В книге рассказывается история главного героя, который сталкивается с различными проблемами и препятствиями на протяжении всего своего путешествия. По пути он встречает множество второстепенных персонажей, которые играют важные роли в истории. Благодаря опыту главного героя книга исследует такие темы, как любовь, потеря, надежда и стойкость. По мере того, как главный герой преодолевает свои трудности, он усваивает ценные уроки жизни и растет как личность.


Рекомендуем почитать
Всё, чего я не помню

Некий писатель пытается воссоздать последний день жизни Самуэля – молодого человека, внезапно погибшего (покончившего с собой?) в автокатастрофе. В рассказах друзей, любимой девушки, родственников и соседей вырисовываются разные грани его личности: любящий внук, бюрократ поневоле, преданный друг, нелепый позер, влюбленный, готовый на все ради своей девушки… Что же остается от всех наших мимолетных воспоминаний? И что скрывается за тем, чего мы не помним? Это роман о любви и дружбе, предательстве и насилии, горе от потери близкого человека и одиночестве, о быстротечности времени и свойствах нашей памяти. Юнас Хассен Кемири (р.


Колючий мед

Журналистка Эбба Линдквист переживает личностный кризис – она, специалист по семейным отношениям, образцовая жена и мать, поддается влечению к вновь возникшему в ее жизни кумиру юности, некогда популярному рок-музыканту. Ради него она бросает все, чего достигла за эти годы и что так яро отстаивала. Но отношения с человеком, чья жизненная позиция слишком сильно отличается от того, к чему она привыкла, не складываются гармонично. Доходит до того, что Эббе приходится посещать психотерапевта. И тут она получает заказ – написать статью об отношениях в длиною в жизнь.


Неделя жизни

Истории о том, как жизнь становится смертью и как после смерти все только начинается. Перерождение во всех его немыслимых формах. Черный юмор и бесконечная надежда.


Белый цвет синего моря

Рассказ о том, как прогулка по морскому побережью превращается в жизненный путь.


Возвращение

Проснувшись рано утром Том Андерс осознал, что его жизнь – это всего-лишь иллюзия. Вокруг пустые, незнакомые лица, а грань между сном и реальностью окончательно размыта. Он пытается вспомнить самого себя, старается найти дорогу домой, но все сильнее проваливается в пучину безысходности и абсурда.


Огненные зори

Книга посвящается 60-летию вооруженного народного восстания в Болгарии в сентябре 1923 года. В произведениях известного болгарского писателя повествуется о видных деятелях мирового коммунистического движения Георгии Димитрове и Василе Коларове, командирах повстанческих отрядов Георгии Дамянове и Христо Михайлове, о героях-повстанцах, представителях различных слоев болгарского народа, объединившихся в борьбе против монархического гнета, за установление народной власти.

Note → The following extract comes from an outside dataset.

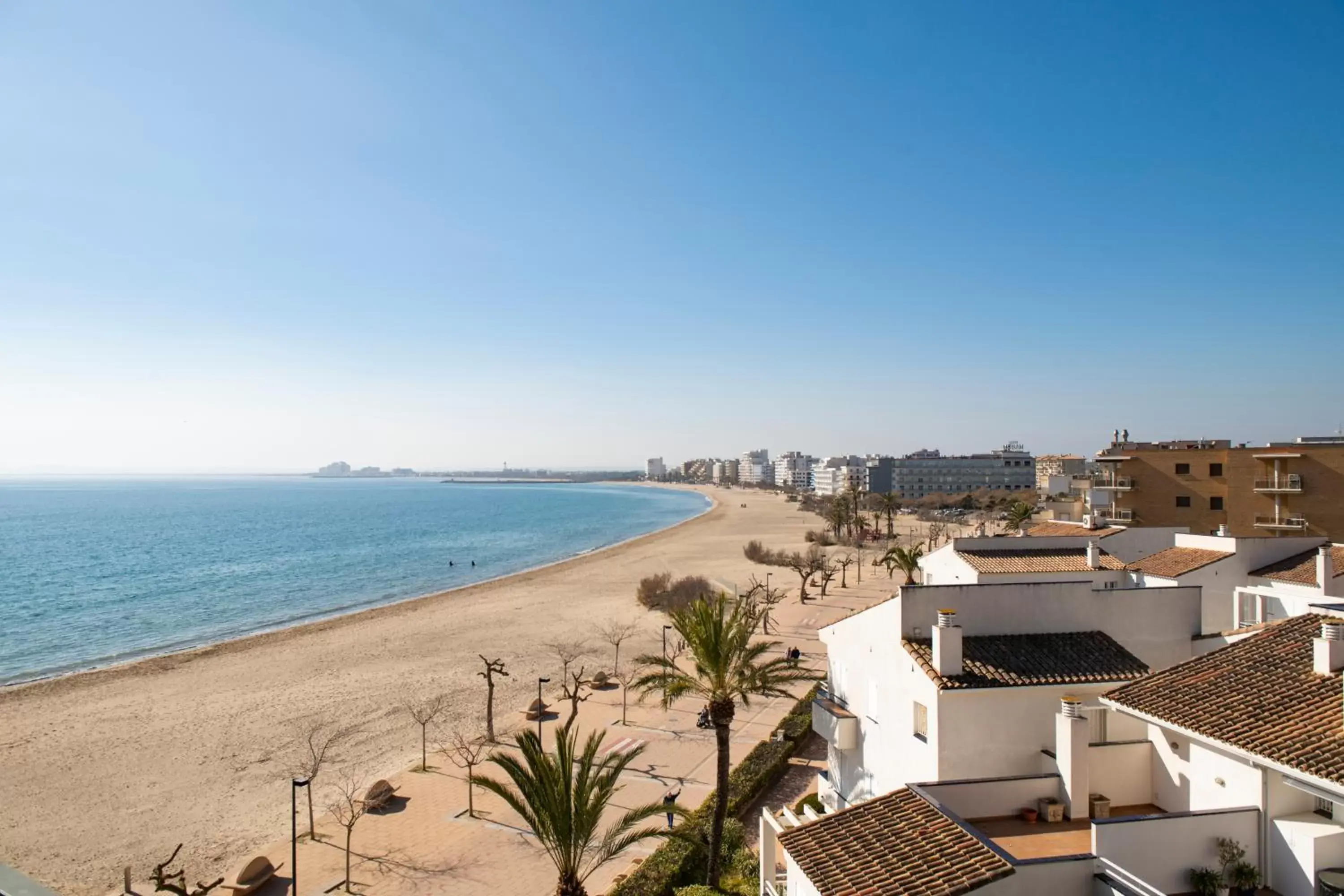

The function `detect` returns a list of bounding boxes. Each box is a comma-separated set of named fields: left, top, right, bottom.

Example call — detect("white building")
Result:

Автор раскрывает богатые боевые и революционные традиции болгарского народа, показывает преемственность поколений болгарских революционеров. Книга представит интерес для широкого круга читателей.


Рассказы

Шатаев Аслан род. в 1981 г. Учится на юрфаке ЧГУ. Публикуется с 2002 г. в республиканской периодике. Основное направление его прозы — мистика, фэнтази. Участник совещания молодых писателей республик Северного Кавказа.


Дневник войны

Дневник военного врача Бориса Петровича Абрамсона.Записи велись с 1941 по 1943 год.


Холера

«А не грешно ли смеяться над больными людьми? — спросите вы. — Тем более в том случае, если бедолаги мучаются животами?» Ведь именно с курьезов и нелепых ситуаций, в которые попадают больные с подозрением на кишечные инфекции, втиснутые в душную палату инфекционной больницы — и начинает свой роман Алла Боссарт. Юмор получается не то, чтобы непечатный, но весьма жесткий. «Неуравновешенные желудочно мужики» — можно сказать, самое мягкое из всех выражений.Алла Боссарт презентует целую галерею сатирических портретов, не уступающих по выразительности типажам Гоголя или Салтыкова-Щедрина, но с поправкой на современную российскую действительностьИспользуя прием гротеска и сгущая краски, автор, безусловно, исходит из вполне конкретных отечественных реалий: еще Солженицын подметил сходство между русскими больницами и тюрьмами, а уж хрестоматийная аналогия России и палаты № 6 (читай, режимного «бесправного» учреждения) постоянно проскальзывает в тексте намеками различной степени прозрачности.